The district hopes to use these borrowed billions to build “[n]ew and more efficient security technology, 14 new replacement school buildings, 10 new facilities, renovated natatoriums and school-community hubs,” among other things. Administrators reason that now is the time to go deep into debt, with Dallas ISD’s superintendent saying: “It’s a great opportunity now… and the cost of interest rates being so low, here’s a great opportunity to get authorization–and we can adjust going forward.”
But while interest rates may indeed be low, there are a few reasons why now might not be the right time for a massive bond package.
First, the district is already deeply in debt. According to the Bond Review Board’s Searchable Debt Database, Dallas ISD’s debt totals more than $4 billion or a staggering $26,100 owed for every student enrolled. The district should focus on paying down its existing debt before asking voters to support putting more on the taxpayer credit card.

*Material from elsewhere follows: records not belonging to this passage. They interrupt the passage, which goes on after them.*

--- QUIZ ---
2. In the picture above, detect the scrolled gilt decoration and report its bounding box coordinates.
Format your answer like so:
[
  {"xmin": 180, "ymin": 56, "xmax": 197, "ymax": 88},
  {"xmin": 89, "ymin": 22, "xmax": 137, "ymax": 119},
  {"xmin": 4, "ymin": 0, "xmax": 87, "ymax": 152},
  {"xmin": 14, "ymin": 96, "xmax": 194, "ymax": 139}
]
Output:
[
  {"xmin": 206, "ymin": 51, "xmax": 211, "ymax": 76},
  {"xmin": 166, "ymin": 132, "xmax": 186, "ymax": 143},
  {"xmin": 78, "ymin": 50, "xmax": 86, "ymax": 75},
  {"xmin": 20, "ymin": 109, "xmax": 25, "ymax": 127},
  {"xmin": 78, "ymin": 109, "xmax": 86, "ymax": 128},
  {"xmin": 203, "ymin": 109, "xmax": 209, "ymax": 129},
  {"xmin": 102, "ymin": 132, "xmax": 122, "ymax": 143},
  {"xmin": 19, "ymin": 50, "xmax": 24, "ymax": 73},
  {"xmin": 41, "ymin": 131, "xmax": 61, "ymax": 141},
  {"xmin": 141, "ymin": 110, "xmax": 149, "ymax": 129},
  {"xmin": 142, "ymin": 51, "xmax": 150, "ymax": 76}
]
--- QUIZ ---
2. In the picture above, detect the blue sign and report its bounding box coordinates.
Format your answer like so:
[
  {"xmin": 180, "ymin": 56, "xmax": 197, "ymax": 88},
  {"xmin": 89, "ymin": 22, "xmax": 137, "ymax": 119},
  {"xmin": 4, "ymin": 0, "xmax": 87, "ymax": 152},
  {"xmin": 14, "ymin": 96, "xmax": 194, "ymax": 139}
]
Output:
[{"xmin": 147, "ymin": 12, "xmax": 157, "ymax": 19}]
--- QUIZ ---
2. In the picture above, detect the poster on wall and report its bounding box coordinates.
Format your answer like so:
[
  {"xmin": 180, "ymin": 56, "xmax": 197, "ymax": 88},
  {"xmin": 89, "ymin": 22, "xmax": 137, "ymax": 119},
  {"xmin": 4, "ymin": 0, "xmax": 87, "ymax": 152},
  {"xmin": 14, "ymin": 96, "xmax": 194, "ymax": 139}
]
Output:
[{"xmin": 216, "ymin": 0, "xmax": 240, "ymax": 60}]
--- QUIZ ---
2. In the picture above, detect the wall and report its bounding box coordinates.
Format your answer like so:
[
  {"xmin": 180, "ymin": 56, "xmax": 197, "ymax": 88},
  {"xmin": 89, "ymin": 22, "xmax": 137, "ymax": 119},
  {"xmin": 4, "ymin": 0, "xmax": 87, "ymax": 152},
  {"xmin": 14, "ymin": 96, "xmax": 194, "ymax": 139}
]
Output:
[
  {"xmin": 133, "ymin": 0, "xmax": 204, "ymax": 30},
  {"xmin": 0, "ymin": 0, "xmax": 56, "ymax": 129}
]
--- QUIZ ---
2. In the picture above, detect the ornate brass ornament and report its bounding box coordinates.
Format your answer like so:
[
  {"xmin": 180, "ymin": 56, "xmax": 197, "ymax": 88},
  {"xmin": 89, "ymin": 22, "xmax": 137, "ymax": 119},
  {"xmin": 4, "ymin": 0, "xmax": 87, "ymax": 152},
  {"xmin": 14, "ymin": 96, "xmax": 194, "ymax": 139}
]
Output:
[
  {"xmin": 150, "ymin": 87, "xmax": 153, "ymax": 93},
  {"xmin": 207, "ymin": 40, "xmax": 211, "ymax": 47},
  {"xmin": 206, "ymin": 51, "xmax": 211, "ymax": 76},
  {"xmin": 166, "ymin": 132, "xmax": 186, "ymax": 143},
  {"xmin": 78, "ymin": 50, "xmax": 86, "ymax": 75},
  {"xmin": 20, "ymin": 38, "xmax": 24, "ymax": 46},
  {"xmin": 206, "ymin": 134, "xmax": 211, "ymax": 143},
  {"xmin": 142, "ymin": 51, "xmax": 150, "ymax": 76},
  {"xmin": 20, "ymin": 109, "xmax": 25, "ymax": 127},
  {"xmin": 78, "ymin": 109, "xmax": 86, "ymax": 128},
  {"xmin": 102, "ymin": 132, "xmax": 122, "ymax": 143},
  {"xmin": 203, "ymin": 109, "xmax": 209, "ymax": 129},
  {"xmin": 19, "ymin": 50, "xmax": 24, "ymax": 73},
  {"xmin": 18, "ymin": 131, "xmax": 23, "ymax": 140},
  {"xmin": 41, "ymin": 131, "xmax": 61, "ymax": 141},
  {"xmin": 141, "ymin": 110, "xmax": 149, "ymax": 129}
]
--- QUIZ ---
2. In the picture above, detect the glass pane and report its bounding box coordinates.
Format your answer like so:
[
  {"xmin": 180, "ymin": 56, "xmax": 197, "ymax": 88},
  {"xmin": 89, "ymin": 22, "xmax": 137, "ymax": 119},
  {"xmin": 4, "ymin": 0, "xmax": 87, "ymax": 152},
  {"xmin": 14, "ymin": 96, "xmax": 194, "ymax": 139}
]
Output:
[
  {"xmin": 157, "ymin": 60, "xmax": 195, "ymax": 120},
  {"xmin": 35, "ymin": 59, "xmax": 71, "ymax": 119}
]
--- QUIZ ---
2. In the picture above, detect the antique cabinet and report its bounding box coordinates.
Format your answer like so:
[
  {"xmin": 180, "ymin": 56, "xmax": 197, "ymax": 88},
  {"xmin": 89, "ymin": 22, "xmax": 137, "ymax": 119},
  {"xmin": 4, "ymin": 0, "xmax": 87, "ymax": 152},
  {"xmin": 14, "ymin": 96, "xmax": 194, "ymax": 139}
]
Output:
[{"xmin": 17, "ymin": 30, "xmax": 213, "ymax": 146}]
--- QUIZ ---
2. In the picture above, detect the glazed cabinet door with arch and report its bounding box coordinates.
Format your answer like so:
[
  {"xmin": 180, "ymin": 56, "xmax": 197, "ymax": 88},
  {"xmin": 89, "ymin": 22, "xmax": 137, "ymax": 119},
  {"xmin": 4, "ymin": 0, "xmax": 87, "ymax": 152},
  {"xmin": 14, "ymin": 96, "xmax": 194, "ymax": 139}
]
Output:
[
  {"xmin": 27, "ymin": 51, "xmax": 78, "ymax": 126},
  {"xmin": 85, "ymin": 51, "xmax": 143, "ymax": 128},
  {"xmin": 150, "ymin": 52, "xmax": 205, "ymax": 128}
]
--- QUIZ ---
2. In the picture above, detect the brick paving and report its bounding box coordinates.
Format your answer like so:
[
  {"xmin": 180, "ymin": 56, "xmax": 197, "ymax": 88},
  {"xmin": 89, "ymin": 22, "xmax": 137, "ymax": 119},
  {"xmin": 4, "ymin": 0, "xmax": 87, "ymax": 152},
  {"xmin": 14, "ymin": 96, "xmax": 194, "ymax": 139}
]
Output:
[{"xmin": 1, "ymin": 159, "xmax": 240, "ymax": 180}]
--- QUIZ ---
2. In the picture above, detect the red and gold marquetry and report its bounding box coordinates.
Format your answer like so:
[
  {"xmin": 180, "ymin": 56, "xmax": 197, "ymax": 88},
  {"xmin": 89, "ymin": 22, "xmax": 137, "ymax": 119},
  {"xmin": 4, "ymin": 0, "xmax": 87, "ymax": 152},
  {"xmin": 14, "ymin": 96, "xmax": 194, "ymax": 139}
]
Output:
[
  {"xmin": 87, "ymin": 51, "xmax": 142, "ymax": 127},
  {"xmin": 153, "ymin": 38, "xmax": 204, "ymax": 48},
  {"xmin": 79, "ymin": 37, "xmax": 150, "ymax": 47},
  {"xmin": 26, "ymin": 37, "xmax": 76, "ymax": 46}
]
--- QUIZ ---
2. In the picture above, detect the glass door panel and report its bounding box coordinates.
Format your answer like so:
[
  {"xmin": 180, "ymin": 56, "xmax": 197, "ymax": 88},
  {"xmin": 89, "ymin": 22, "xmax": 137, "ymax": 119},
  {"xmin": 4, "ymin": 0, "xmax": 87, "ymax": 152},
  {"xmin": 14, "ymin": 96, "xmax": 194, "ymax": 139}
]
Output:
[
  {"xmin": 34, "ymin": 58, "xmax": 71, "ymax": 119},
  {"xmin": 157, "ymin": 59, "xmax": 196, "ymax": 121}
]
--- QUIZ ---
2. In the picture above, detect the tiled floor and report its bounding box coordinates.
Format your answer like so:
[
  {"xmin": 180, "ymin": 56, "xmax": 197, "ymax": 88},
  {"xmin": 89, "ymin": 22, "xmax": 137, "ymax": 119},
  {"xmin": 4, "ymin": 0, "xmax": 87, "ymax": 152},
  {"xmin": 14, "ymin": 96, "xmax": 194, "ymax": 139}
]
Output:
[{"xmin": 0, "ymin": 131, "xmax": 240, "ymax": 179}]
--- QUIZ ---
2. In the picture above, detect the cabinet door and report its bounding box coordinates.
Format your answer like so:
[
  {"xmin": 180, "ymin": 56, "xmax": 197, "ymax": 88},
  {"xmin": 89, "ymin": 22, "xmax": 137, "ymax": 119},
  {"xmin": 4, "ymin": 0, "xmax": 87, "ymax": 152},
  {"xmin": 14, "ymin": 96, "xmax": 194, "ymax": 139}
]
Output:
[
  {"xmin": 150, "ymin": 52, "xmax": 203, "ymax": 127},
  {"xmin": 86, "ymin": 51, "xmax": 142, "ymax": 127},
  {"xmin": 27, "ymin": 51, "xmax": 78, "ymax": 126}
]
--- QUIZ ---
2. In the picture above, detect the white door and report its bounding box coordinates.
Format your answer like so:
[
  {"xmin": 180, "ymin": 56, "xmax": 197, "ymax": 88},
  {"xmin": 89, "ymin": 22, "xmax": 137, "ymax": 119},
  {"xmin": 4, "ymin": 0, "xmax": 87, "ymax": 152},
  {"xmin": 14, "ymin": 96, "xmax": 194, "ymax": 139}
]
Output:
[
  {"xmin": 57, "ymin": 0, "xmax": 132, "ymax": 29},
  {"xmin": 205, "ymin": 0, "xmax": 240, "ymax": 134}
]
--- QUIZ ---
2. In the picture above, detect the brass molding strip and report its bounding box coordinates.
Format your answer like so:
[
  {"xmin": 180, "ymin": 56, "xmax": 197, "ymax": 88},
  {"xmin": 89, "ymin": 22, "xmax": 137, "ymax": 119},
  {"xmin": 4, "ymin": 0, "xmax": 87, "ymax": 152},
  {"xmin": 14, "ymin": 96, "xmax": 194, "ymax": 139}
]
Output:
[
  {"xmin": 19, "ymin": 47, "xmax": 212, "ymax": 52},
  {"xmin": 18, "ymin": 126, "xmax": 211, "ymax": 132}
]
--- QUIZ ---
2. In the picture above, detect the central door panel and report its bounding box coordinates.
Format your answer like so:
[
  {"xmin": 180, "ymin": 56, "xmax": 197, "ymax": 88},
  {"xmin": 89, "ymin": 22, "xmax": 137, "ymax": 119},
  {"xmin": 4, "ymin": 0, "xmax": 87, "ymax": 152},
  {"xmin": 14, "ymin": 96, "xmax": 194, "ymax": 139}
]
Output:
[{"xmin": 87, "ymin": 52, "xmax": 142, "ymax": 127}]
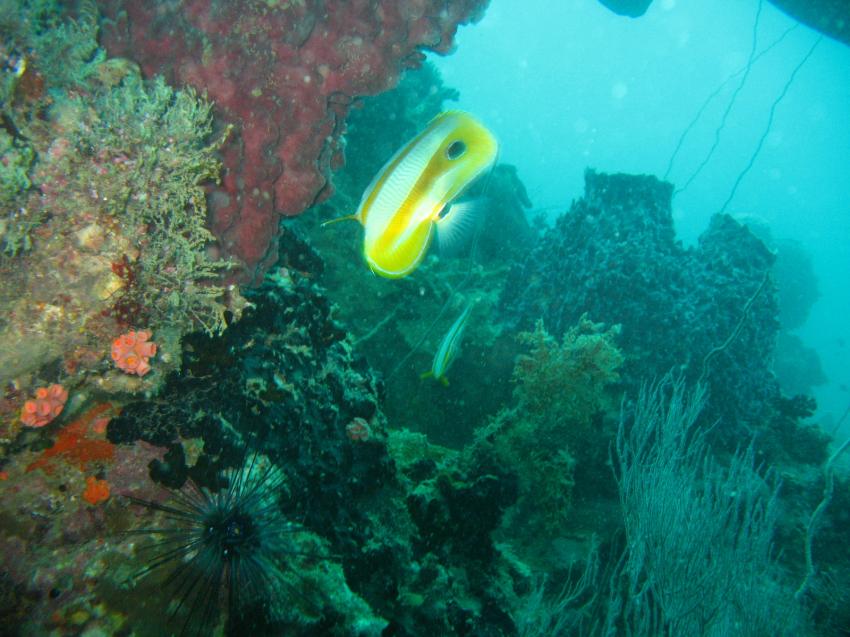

Second, any new issuance will put upon beleaguered taxpayers. While officials have said that “the district’s tax rate would not change because of the bond,” the fact is that there’s no such thing as a free lunch. By holding the tax rate steady (instead of lowering it as they should), officials will force a homeowner’s tax bill to go up because of soaring appraisals. Bigger tax bills are the last thing anyone needs right now.
Lastly, the Metroplex economy is struggling. According to the Bureau of Labor Statistics, the unemployment rate in the Dallas-Fort Worth area was 12.8 percent as of April 2020. Joblessness in specific counties was: 12.2 percent in Collin County; 12.9 percent in Dallas County; 12.9 percent in Denton County; 13.5 percent in Tarrant County. These elevated unemployment rates suggest that the public isn’t in a position to take on new financial obligations.
Source: Bureau of Labor Statistics
Given all that’s unfolded in 2020, it’s clear that now is not the time for record-breaking bond packages or the bigger tax burdens that come along with them.